Casi a diario, y sin motivo alguno, me siento baja de energía. Tengo la constante sensación de una cuerda enredada por todo mi cuerpo: entre mis ojos, mis dientes, mis costillas, pero sobre todo alrededor de mi garganta. Es bastante áspera y no se desprende ni afloja con nada, ni siquiera con esas pastillas de 20 miligramos que me recetaron. Llevo siete meses con ellas, y aunque he sentido una ligera mejoría, el dolor persiste como si reposara al fondo de mi estómago; quizá por eso he dejado de comer.

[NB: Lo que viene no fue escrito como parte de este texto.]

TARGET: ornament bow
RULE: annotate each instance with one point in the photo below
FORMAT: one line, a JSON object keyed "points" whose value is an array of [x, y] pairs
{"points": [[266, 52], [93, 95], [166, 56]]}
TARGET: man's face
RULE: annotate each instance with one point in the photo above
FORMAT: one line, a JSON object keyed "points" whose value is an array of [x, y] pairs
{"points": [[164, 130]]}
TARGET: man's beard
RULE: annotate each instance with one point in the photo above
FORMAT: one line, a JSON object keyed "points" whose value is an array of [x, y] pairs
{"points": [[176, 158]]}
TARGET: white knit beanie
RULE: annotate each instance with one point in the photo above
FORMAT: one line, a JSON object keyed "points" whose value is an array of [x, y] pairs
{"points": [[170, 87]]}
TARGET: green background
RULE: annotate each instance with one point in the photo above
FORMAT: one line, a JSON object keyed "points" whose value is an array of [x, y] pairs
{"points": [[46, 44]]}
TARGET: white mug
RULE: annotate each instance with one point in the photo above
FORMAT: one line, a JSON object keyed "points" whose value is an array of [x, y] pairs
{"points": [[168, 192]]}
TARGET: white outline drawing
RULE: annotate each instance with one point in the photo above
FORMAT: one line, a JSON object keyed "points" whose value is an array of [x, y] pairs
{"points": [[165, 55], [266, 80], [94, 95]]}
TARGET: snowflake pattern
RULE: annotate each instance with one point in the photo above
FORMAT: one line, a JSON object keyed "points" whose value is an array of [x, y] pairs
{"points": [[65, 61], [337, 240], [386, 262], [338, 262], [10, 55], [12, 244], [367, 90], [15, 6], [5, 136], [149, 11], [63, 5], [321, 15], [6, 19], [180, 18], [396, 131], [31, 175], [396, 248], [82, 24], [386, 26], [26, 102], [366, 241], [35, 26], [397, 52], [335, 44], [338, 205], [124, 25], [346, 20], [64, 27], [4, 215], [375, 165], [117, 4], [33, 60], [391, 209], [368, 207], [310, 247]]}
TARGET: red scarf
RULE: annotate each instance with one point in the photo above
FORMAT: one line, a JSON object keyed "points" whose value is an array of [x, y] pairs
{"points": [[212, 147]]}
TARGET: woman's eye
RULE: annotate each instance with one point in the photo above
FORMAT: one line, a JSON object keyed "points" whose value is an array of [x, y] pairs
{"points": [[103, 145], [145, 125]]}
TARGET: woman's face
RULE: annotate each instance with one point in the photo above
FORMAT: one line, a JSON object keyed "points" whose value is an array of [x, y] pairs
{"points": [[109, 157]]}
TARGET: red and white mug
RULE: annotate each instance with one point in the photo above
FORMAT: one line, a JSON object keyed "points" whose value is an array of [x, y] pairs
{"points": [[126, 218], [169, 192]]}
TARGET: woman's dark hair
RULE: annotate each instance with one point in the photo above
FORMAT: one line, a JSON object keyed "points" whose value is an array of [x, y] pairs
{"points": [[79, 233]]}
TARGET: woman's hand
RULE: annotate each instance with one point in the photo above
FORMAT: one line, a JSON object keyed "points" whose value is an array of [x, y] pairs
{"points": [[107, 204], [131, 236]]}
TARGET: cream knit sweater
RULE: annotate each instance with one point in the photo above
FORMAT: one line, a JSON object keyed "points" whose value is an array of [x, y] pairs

Para esto, los días pasan re-lento, tan lento que la única manera de sobrellevarlos es durmiendo. Levantarme de la cama se ha vuelto una tarea casi imposible. Honestamente no puedo y no tengo energía para abrir los ojos. De hecho, se puede viajar de Zacatecas a Guadalajara en autobús, con escala en Aguascalientes, y en ese mismo lapso de tiempo yo no habría puesto un pie abajo de la cama. Mi intención al dormir la tengo clara: sopesar la lentitud de los días y esquivar la tristeza que se cuela a través de la ventana. Por eso procuro mantener las cortinas cerradas, porque he empezado a asociar que cuando entra la luz, todo en mí comienza a doler.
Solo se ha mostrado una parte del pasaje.